HeartGold:OMYGODPOKéMONFOLLOWYOUAROUNDJUSTLIKEINYELLOW! But, honestly, I love this game. Especially when you click on a pokémon and it says stuff like "Magikarp danced around". I was sad that there weren't contests anymore, but the pokéathlon was fun.


----------



## Missile (Sep 4, 2010)

Derp derp. Here we go~

Red/Blue: Too awesome. I kept restarting; I _never_ got to the Pokemon League. I kept restarting mainly to beat Gary and just because it was plain fun. I absolutely _love_ this game.

Yellow: Even better than R/B, mainly because of Pikachu and better sprites so I actually could tell that Pidgey is a Pidgey.

Silver/Gold: Epic. The End.

Emerald: Eh, I liked it. Secret bases were awesome and such. Latios is a pain to capture. Yada yada yada. Not my favorite game.

The PMD Series: I LOVE IT OMGOMGOMG. <333333 

Okay, fangirl time over. <3

Diamond: I loved it, so freaking much. Great sprites, plot, everything.

Platinum: Even better than Diamond.

SoulSilver: Favorite Pokemon game so far by far.

*is too lazy to post about Pokemon Wii Games*


----------



## Green (Sep 4, 2010)

Crystal + soulsilver = nostalgia orgies 

that is all


----------



## Blastoise Fortooate (Sep 4, 2010)

[Pokémon Silver Version] Unadulterated childhood nostalgia, so not much to say. I think I cried when I accidentally deleted my Typhlosion, though.
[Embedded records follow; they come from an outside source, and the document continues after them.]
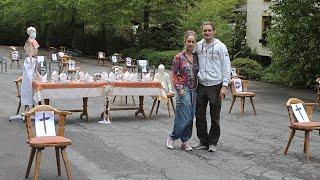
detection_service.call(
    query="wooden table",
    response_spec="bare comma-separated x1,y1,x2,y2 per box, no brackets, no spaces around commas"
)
33,81,166,121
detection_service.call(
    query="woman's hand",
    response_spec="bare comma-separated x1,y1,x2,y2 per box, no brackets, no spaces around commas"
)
178,89,185,96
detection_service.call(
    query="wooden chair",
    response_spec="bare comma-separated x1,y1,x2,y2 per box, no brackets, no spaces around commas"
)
10,51,21,69
23,105,72,180
284,98,320,162
150,92,175,118
97,52,108,66
14,76,23,115
228,78,256,116
59,55,72,73
59,46,66,52
315,78,320,110
125,57,137,73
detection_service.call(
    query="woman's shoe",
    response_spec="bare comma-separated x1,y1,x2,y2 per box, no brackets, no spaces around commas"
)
166,138,174,149
181,142,193,151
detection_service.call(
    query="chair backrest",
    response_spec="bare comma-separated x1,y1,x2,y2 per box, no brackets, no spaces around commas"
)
14,76,22,97
286,98,314,125
23,105,71,141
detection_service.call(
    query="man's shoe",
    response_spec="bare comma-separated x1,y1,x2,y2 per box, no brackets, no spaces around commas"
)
181,142,193,151
166,138,174,149
193,143,208,150
208,144,217,152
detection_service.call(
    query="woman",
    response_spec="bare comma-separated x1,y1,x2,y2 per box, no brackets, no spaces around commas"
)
166,30,198,151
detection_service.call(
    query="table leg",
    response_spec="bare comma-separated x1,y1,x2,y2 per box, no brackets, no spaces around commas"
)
135,96,146,119
80,97,89,122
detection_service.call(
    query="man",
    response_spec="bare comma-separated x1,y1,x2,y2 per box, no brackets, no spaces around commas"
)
193,21,231,152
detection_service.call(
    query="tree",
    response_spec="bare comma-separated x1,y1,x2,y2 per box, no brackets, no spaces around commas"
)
179,0,244,50
266,0,320,87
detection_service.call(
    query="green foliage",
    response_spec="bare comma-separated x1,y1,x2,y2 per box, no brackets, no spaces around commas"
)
179,0,244,49
0,0,244,57
232,58,263,80
137,49,179,68
267,0,320,87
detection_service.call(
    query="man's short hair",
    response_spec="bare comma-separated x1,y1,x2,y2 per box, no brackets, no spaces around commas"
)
201,21,216,31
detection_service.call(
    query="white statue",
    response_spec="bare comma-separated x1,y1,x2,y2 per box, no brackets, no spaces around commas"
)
21,26,40,107
154,64,172,93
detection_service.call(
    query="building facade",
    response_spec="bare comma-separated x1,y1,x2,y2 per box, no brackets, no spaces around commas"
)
246,0,271,57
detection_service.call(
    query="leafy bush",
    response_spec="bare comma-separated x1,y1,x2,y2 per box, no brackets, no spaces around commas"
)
135,49,179,69
231,58,263,80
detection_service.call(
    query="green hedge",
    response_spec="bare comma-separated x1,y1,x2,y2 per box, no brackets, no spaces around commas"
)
121,48,179,69
231,58,263,80
137,49,179,68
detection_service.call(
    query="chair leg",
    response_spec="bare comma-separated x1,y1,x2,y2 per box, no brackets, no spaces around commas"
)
228,96,236,114
305,131,310,162
149,98,157,117
156,100,161,114
241,97,245,116
113,96,116,104
170,97,175,113
125,96,128,104
34,148,43,180
304,131,307,153
55,147,61,176
25,147,36,179
17,99,21,115
10,61,13,69
132,96,135,106
284,129,295,155
167,99,171,118
61,148,73,180
250,97,257,116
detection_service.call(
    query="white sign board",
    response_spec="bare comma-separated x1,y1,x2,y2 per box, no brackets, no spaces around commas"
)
231,67,237,77
291,103,310,123
98,52,104,58
51,54,58,61
138,60,148,73
35,111,56,137
111,56,117,63
11,51,19,60
37,56,45,67
68,60,76,71
233,78,242,93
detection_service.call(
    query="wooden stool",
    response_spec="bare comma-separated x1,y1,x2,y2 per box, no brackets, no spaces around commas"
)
150,93,175,117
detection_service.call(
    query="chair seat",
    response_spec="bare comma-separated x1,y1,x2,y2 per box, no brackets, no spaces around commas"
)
233,92,255,97
166,93,175,98
291,121,320,128
28,136,72,147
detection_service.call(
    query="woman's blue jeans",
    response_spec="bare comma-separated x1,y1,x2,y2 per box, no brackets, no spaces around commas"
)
169,89,195,142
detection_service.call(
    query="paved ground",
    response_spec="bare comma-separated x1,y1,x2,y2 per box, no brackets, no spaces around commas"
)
1,46,320,180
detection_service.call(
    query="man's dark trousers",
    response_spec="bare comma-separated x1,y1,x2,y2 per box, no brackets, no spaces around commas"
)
195,83,222,146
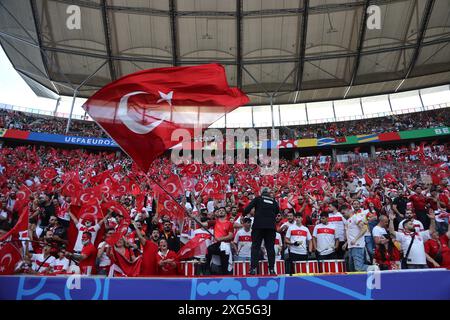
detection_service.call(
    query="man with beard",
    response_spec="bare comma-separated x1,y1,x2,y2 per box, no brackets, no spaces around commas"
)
388,209,436,269
398,207,424,233
66,232,98,275
162,220,180,252
134,224,159,276
205,207,234,275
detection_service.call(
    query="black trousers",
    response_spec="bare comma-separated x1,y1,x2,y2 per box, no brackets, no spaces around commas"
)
286,252,308,275
318,252,336,260
206,242,229,275
251,228,276,271
335,241,346,259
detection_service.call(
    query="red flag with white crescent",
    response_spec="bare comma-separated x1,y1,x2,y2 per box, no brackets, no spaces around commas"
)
109,250,142,277
0,206,29,242
82,64,249,172
164,174,183,198
176,235,208,261
303,177,327,193
181,163,202,177
0,242,22,275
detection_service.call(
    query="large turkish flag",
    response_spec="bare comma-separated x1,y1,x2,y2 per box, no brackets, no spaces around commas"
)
82,64,249,171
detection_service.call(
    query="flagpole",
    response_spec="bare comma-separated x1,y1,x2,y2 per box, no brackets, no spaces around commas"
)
143,173,217,241
80,115,217,241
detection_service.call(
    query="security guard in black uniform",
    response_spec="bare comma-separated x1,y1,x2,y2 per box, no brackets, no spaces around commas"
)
244,187,280,275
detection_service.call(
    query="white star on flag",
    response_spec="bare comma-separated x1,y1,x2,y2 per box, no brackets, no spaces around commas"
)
157,91,173,106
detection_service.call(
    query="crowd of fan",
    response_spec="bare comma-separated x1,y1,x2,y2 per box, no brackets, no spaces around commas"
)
1,107,449,141
0,109,107,138
279,108,450,140
0,139,448,277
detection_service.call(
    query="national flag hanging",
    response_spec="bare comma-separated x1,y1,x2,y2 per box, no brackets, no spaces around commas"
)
0,242,22,275
109,250,142,277
0,206,29,242
82,64,249,172
176,235,209,261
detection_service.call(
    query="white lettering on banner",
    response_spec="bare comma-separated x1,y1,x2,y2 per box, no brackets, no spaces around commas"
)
66,274,81,290
366,265,381,290
435,128,449,135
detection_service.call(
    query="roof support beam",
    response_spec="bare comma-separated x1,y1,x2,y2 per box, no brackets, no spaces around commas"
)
101,0,116,81
236,0,243,88
295,0,309,92
29,0,60,94
396,0,435,92
344,0,371,99
169,0,178,66
35,34,450,67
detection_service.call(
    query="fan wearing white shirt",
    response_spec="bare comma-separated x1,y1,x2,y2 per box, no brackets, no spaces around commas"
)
52,247,70,274
232,218,252,261
372,216,389,245
26,244,55,274
343,208,370,271
285,214,312,274
388,210,436,269
328,202,345,258
313,212,339,260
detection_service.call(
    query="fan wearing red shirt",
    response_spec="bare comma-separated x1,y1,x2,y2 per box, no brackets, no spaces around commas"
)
67,232,97,275
425,230,450,269
156,238,178,276
293,195,313,225
205,208,234,275
134,224,159,276
409,186,430,229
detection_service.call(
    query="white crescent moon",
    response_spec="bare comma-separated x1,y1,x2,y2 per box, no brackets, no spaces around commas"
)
67,183,75,192
0,254,12,267
163,200,172,210
166,183,177,194
101,186,110,193
80,193,91,203
84,205,98,216
117,91,165,135
17,191,26,201
104,178,112,186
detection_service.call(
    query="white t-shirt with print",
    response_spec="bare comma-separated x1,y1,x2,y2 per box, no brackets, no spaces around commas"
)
395,230,431,265
313,223,337,255
233,228,252,258
286,224,312,255
345,214,366,249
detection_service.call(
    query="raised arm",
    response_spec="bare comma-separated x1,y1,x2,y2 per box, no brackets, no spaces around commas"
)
388,211,396,238
427,209,436,234
68,209,79,225
132,221,147,246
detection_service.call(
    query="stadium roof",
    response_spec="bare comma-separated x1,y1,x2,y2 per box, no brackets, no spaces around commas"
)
0,0,449,105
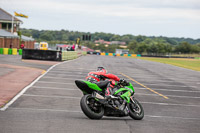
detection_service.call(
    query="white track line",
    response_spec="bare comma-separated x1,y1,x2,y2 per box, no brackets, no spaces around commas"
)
47,73,87,77
132,79,198,83
0,58,79,111
52,68,95,71
10,107,82,113
145,115,200,120
36,81,74,85
48,71,88,74
165,95,200,99
22,94,80,99
42,76,82,80
128,76,200,82
9,107,200,120
135,93,200,99
46,74,85,77
42,75,195,90
136,83,196,88
31,86,78,90
140,102,200,107
22,92,200,100
136,87,200,93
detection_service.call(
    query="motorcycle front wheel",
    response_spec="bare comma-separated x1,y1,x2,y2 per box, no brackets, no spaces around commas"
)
128,98,144,120
80,94,104,119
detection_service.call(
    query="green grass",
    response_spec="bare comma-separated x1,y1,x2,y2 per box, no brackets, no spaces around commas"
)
132,57,200,71
170,54,200,57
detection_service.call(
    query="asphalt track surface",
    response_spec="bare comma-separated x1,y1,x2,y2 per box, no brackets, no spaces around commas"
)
0,55,54,70
0,55,200,133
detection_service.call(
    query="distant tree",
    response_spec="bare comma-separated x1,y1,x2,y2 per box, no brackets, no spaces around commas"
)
20,28,200,54
62,34,69,41
31,29,40,38
191,44,200,53
121,35,131,44
137,42,147,54
174,42,192,53
164,38,178,45
164,43,172,54
40,33,53,41
143,38,152,45
147,43,158,54
110,35,121,41
135,35,146,42
128,40,138,53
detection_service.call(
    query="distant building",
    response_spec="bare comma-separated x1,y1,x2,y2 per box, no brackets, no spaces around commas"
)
0,29,19,48
21,35,35,49
0,8,35,49
95,39,110,45
0,8,22,34
110,41,126,45
116,49,129,54
94,39,126,45
82,46,94,52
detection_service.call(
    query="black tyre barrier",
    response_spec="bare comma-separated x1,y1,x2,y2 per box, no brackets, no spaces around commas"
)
22,49,62,61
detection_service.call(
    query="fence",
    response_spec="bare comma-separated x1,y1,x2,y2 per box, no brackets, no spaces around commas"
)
22,49,61,61
62,51,87,60
22,49,86,61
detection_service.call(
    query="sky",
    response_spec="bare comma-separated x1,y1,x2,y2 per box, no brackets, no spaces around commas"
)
0,0,200,39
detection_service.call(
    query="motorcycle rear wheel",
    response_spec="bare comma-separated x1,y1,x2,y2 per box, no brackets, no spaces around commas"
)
128,98,144,120
80,94,104,119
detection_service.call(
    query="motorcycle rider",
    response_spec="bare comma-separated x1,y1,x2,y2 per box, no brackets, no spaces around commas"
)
86,67,128,97
86,67,120,82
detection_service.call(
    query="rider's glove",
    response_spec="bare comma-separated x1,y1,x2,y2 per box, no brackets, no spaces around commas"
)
119,79,128,86
119,79,124,83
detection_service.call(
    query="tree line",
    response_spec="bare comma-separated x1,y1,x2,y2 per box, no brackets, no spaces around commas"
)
127,37,200,54
20,28,200,54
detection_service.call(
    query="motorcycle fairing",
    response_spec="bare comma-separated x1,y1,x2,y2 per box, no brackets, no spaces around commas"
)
114,83,135,103
75,80,102,94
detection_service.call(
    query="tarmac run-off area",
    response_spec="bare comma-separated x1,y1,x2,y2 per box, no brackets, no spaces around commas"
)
0,55,200,133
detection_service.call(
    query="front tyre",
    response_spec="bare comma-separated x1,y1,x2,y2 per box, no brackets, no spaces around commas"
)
128,98,144,120
80,94,104,119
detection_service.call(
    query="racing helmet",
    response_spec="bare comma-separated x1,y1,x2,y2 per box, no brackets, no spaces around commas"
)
97,67,107,73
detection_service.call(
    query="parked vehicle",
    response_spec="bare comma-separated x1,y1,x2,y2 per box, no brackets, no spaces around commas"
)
39,42,48,50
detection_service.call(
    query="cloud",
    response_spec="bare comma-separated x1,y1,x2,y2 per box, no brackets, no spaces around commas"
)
2,0,198,21
0,0,199,38
1,0,199,22
1,0,200,14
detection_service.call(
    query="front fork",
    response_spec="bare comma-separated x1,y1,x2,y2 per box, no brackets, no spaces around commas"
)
130,96,135,103
130,96,141,113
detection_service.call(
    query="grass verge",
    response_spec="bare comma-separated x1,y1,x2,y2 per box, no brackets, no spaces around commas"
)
131,57,200,71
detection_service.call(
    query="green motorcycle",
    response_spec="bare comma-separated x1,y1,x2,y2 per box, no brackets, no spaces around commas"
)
75,80,144,120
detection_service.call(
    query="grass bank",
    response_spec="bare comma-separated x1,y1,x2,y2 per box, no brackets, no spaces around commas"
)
132,57,200,71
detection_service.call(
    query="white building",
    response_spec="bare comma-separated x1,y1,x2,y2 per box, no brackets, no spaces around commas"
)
116,49,129,54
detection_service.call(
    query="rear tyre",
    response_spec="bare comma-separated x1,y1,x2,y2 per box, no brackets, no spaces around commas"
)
80,94,104,119
128,98,144,120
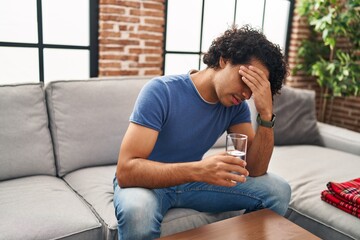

[Pokémon Emerald, Sapphire Versions] Quite distinct, I think. Hoenn was a great region and the entire place had a great 'feel' to it.

[Pokémon Pearl Version] First game I properly 'played' after joining TCoD and the internet at large. It was quite fun, although it seemed lacking in the uniqueness of Hoeen and the nostalgia of my pwecious Silver.

[PMD: Explorers of Darkness] Easily the most compelling, story-wise. I was Munchlax and had Treeko as a partner, and couldn't shake the feeling that Grovyle was related to my partner even though that would make no sense outside of my particular playthrough. Never finished it, actually, as it was lost.

[Pokémon SoulSilver Version] _yessss_ my buddies follow me around gahh that is all


----------



## Starly (Sep 4, 2010)

Pokemon Ruby - First pokemon game ever, it was my fav and I want a revamp of it.

Pokemon Sapphire - no different, i just wanted Kyogre and a different starter.

Pokemon Emerald - Still no different.

Pokemon FireRed and LeafGreen - No like!!!

Pokemon Diamond and Pearl - Pretty good.

Pokemon Platinum - Same a Diamond and Pearl, but I only used it for Contest Ribbons and to get milotics, and now I lost it TT_TT.

Pokemon HGSS - Probably the best of them all, especially the following pokemon thing.

Pokemon Mystery Dungeon Blue Rescue Team - Good at the time, but I never beat it.

PMD Time/Darkness/Sky - Better than BRT, but I liked Sky more then the other two.


----------